Benchmarking and Validation for Nonlinear Mode Analysis

Kurzfassung

One research focus at the Robotics and Mechatronics Center of the German Aerospace Center in Oberpfaffenhofen is the improvement of robotic locomotion capabilities. Therefore, natural role models are analyzed. As an inspiration, mammalian locomotion is analyzed, which is unmatched in its energy efficiency and adaptility due to the opitmal integration of control strategies and intrinsic body dynamics. In an attempt to recreate this integration in robotic hardware, the compliant quadruped Bert has been developed and built as a test platform. As a contribution towards this goal, this thesis investigates the excitation of nonlinear intrinsic motions of one individual leg of the robot Bert.
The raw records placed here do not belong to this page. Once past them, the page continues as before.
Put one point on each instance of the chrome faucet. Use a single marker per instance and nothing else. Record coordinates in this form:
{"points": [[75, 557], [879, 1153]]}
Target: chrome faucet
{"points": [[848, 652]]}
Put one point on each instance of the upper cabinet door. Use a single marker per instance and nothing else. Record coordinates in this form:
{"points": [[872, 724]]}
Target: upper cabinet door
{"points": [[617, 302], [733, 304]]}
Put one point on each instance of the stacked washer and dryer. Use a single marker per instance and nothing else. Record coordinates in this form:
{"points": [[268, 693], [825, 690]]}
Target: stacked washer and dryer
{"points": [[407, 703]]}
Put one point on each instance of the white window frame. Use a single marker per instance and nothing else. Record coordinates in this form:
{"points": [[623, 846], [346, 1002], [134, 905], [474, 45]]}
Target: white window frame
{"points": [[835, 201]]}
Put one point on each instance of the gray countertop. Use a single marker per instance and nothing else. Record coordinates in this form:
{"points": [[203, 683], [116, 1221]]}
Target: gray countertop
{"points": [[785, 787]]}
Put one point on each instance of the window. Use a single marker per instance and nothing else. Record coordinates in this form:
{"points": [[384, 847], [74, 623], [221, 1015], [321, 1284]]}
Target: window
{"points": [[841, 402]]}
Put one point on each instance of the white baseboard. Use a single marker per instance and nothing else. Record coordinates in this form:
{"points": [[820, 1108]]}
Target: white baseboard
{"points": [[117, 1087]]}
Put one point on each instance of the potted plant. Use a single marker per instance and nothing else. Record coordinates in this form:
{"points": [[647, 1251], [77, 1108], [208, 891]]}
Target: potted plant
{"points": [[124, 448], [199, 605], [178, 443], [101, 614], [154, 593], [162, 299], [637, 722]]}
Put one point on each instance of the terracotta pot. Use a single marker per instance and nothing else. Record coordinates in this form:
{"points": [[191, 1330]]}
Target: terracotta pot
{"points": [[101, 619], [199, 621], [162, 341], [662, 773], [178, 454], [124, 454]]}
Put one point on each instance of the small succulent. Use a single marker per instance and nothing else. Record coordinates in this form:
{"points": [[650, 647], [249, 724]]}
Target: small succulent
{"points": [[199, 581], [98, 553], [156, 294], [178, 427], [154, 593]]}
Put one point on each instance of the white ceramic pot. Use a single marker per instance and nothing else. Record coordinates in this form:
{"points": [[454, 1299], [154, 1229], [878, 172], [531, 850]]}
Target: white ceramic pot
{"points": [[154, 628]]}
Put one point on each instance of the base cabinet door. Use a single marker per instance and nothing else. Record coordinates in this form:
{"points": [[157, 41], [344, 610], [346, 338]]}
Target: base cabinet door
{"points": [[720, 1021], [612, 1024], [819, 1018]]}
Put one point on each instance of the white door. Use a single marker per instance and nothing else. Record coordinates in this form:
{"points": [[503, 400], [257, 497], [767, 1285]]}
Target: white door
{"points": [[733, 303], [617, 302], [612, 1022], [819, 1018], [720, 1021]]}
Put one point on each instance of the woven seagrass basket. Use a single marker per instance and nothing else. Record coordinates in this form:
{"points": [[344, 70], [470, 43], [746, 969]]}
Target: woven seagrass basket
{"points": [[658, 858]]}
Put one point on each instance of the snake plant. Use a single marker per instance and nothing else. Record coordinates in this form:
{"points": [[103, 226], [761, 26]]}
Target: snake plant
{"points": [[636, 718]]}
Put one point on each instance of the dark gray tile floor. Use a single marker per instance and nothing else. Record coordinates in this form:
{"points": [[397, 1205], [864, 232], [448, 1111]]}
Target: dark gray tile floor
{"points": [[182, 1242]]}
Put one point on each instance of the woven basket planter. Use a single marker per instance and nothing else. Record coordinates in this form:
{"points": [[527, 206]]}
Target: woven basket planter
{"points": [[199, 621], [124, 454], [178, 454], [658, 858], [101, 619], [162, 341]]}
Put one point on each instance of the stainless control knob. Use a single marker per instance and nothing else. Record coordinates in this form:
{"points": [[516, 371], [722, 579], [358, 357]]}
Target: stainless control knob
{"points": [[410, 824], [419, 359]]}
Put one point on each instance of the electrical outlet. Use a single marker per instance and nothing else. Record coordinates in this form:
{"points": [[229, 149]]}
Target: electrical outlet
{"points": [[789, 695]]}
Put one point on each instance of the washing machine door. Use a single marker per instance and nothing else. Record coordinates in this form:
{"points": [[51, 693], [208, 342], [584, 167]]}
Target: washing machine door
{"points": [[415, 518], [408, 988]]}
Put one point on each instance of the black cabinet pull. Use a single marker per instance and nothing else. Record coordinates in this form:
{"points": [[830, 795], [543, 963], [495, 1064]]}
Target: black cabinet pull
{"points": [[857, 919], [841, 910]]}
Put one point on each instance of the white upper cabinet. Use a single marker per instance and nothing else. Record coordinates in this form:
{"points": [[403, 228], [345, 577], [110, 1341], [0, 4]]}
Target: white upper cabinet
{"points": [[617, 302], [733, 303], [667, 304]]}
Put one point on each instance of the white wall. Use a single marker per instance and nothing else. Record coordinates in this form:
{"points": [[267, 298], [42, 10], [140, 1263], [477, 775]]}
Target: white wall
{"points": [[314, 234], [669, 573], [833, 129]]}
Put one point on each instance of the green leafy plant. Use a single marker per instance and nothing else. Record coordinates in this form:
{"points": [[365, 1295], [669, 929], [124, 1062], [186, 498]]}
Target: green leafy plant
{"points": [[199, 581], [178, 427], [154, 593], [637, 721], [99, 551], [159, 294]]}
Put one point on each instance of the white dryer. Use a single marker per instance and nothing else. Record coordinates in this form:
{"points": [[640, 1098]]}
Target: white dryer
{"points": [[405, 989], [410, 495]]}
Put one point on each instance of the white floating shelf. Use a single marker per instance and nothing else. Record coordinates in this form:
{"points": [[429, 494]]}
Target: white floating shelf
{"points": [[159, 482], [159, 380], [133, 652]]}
Springs in the joints of the leg enable dynamic motions. As first approach to model the individual leg in Matlab for the controller design process, an elastic double pendulum is set up. This is followed by the consideration of different modelling methods such as the Pfaffian constraints method and the active joints method. These methods lead to a leg model. For the analysis of the intrinsic dynamics, the concept of nonlinear normal modes is used which was recently explored and published by the German Aerospace Center. After the nonlinear normal modes for the leg are computed, the influence of parameter variation on the shapes of manifold and generators is evaluated. Subsequently, a nonlinear normal mode is found that is a prominate candidate to excite an energy efficient hopping motion in the oneleg of Bert. To initialize and stabilize the modal oscillation, a position mode controller is evolved from an existing torque mode controller. After the control framework is set up, tests are performed in the 3D physics simulation software Gazebo with a digital twin of the Bert leg. The experiments showed that some modifications will be needed for the implementation of the developed position controller to work on the real hardware of the Bert leg. Nevertheless, the simulation experiments also showed that the controller is capable to stabilize modal oscillations with little control effort in an idealized system proving the developed control strategy to be highly energy efficient. As a result, this thesis takes another step towards the use of intrinsic system dynamics in the field of robotics based on natural role models.